Hudson Yards, on New York’s West Side, is the largest such development in Manhattan since Rockefeller Center in the 1930s. Residential towers at 15 Hudson Yards and 35 Hudson Yards will rise 910 feet, with 70 floors of “unobstructed views of the of the city and Hudson River…. 15 Hudson Yards will be the ideal place for New York’s creative visionaries to live.” A search for a perfect resident at 35 Hudson Yards was unavailing. The 52-story South Tower will be the first to soar. That in itself is commonplace. It is when one reads “it is to become the home of the luxury handbag maker Coach,” tentatively named “Coach Tower,” that securitization of vintage cars looks relatively sane. The Masterplan, on Hudson Yards’ promotion website, expects 17,440,000 square feet of office, residential, hotels, shops on 28 acres. When Mayor Bloomberg launched the Hudson Yards initiative, he compared it to Canary Wharf’s influence in London. This may not be the most encouraging comparison, at least for the builders, since Canary Wharf crushed the Reichmann Family (Olympia & York), and its creditors, with $20 billion of unpaid bills when it filed for bankruptcy.

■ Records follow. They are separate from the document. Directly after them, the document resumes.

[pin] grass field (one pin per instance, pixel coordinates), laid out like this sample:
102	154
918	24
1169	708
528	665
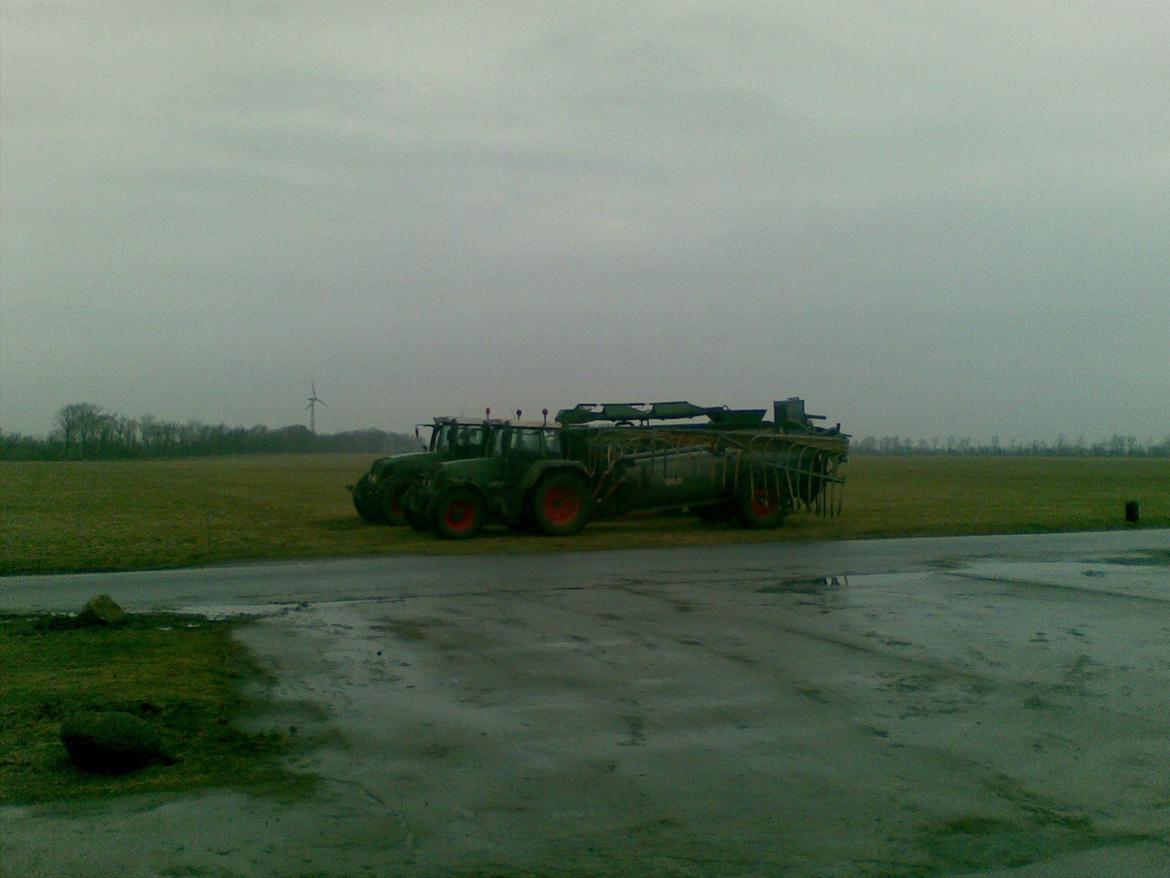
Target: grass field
179	673
118	515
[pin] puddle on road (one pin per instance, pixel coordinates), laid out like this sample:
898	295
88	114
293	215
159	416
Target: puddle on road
805	585
1148	582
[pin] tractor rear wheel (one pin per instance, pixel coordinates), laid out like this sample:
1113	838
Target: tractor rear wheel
561	503
763	505
459	514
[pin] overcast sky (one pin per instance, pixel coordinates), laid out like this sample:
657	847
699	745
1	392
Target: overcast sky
927	219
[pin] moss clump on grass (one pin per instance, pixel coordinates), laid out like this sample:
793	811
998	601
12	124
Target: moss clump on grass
111	742
178	676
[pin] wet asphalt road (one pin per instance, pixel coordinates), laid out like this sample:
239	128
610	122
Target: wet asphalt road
991	706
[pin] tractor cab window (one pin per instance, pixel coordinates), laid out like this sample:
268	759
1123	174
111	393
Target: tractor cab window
536	440
470	436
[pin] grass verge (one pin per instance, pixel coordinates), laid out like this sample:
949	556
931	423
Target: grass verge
180	673
126	515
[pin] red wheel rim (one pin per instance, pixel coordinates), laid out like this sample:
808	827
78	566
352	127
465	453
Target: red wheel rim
763	503
562	505
459	515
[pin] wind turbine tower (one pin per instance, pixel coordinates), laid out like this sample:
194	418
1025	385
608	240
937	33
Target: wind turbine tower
314	402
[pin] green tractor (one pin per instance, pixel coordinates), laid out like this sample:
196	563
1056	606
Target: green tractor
378	494
522	480
611	459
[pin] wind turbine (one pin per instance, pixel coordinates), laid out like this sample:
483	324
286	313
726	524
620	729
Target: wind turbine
314	402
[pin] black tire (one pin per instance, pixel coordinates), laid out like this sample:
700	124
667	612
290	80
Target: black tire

Another cautionary comparison lies partially built but wholly insolvent in Seoul, South Korea. “Dream Hub,” a proposed 138-acre building project, midwifed by former Seoul Mayor Oh Se-Hoon (this was to be his ticket to the presidency), has entered bankruptcy. Sparing the details reported by the Wall Street Journal (which published “just the tip of the iceberg”), six years after groundbreaking, the anticipated 150-story, 2,181-foot-tall skyscraper is stillborn, and Oh Se-Hoon will not comment on his foregone objective to turn Seoul “into a center of global commerce.” Boston Properties has acquired the groundbreaking (on March 27, 2013) Salesforce Tower in San Francisco. The 1,070 foot, 61-floor tower (expected completion in 2017) will rise 200 feet above Transamerica Pyramid, currently the tallest building in San Francisco, and the west coast. It will “eventually be eclipsed in height by the 73-story Wilshire Grand in Los Angeles.” Originally contracted on “spec,” meaning the builder did not have a substantial tenant at the outset, Salesforce will rent 700,000 square feet in its namesake skyscraper. Mayor Lee of San Francisco commented: “It’s not just about an expanding company. It’s about a company that has faith in our city and is demonstrating that. And has faith in the kind of values we try to teach our kids about giving back.” These mayors. (“Boston Mayor Martin Walsh said [in late April] he wants to make his city the tech capital of the world…. And he’s “not afraid to build a skyscraper for [high-tech] workforce housing.”) What does that mean? A case might be made that Boston Properties is the model of faith and charity. Salesforce “had operating losses of $35 million, $111 million, and $286 million the past 3 years? (Yes, the losses are increasing in size.) On top of that, CRM has net debt of over $1 billion on their balance sheet.” (Thank you, Kevin Duffy at Bearing Asset Management) San Francisco as a whole is grossly overrun by social media operations at unsustainable rents that have a whiff of Webvan, the San Francisco Internet grocer that went public in 2000, broke in 2001, after placing a $1 billion order with Bechtel to build grocery warehouses.